Assess your mentee’s needs before assuming that the style that worked with one mentee would work with others. Being cognizant of the uniqueness of your mentees will show you the way you can serve their needs best.
Practice active listening and resist the urge to complete mentees’ sentences, thoughts, or overlay your experiences on theirs. Mentoring is like helping unravel tangled thread. You can work together with your mentee to show how to untie the knots but let them create their own designs.
Next, create SMART goals for your mentoring relationship- specific, measurable, attainable, realistic, and timed. These should form the discussion agenda during your conversations and be revised as your mentee evolves into new roles or life phases. Identify what success should look like for your mentee: is it a promotion, better negotiation skills with family, a product launch?
The Other 3 Ws
Let’s flesh out the other three Ws- when, where, and why.
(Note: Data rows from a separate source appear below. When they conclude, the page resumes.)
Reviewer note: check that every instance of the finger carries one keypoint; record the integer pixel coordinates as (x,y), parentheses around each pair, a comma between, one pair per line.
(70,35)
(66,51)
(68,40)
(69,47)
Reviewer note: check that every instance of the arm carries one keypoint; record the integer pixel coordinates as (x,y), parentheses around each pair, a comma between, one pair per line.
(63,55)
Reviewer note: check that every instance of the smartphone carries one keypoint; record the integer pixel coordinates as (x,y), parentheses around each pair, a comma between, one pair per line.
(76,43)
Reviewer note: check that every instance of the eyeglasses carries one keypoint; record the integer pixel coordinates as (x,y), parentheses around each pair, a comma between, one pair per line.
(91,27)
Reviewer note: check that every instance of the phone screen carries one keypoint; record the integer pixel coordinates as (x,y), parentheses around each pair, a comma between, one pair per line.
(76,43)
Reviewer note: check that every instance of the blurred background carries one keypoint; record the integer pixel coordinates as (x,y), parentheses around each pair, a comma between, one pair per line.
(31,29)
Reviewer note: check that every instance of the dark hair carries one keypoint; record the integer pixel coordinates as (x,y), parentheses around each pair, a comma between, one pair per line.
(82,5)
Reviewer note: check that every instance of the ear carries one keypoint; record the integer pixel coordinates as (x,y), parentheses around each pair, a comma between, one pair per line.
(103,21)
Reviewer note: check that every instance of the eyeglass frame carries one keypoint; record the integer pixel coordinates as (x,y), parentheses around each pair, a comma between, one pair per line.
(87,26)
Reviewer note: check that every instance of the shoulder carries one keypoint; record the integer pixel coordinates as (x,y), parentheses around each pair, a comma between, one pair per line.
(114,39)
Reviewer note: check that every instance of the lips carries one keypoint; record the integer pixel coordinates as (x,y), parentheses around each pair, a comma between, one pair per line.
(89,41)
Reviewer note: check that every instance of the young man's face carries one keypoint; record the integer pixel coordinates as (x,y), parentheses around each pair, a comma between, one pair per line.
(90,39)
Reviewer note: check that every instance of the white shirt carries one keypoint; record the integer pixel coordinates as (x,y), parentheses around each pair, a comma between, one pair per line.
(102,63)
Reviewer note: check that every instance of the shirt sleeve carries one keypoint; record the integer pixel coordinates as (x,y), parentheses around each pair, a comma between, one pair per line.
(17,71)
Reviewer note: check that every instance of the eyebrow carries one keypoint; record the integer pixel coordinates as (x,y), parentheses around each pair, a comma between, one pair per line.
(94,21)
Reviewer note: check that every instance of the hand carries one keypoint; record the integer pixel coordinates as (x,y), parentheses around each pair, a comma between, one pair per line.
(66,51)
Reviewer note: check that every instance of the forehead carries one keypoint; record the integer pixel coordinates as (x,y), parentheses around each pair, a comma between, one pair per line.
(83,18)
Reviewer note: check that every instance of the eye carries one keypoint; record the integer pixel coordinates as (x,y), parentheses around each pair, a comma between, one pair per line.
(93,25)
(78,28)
When and where you offer mentoring support really depends on your and your mentee’s needs and schedules. Along with a set schedule (for example, once a month meetings), spontaneous (online) check-ins help tremendously in a productive relationship. Mentees look upon you as a beacon of hope in their times of turmoil. Be there for them and build trust.
Mentoring doesn’t need to be driven only by mentee goals. If you read an article or see a video that makes you think of your mentee, send it along. And encourage your mentee to do likewise, because the best mentoring is mutually beneficial. Bokeno and Gantt (2000) have termed this “dialogic mentoring,” a way of overcoming the fear of being judged through shared mentor and mentee experiences.
And that brings us to the why of this relationship. What is the value proposition for you? Mentoring can be a fulfilling experience, akin to creating art or nurturing a garden. It is a new way of approaching your own productivity, your professional advancement and satisfaction.
Having said that, mentorship is all about the mentee. As a mentor, your ultimate goal should be enabling your mentee achieve skill building and decision making based on the blueprint(s) you provide them during your timed mentoring intervention. Once the mentee has reached her desired goals that she set with you, it might be time to dial back.
To adapt a known adage, “If you mentor somebody, set them free.”
Yogini Joglekar
Also read:
Bokeno, R M and V W Gantt. (2000). Dialogic Mentoring: Core Relationships for Organizational Learning, Management Communication Quarterly, 14(2): 237-270.
Peiser, G., J. Ambrose, B. Burke, J. Davenport. (2018). The role of the mentor in professional knowledge development across four professions, International Journal of Mentoring and Coaching in Education, 7(1): 2-18.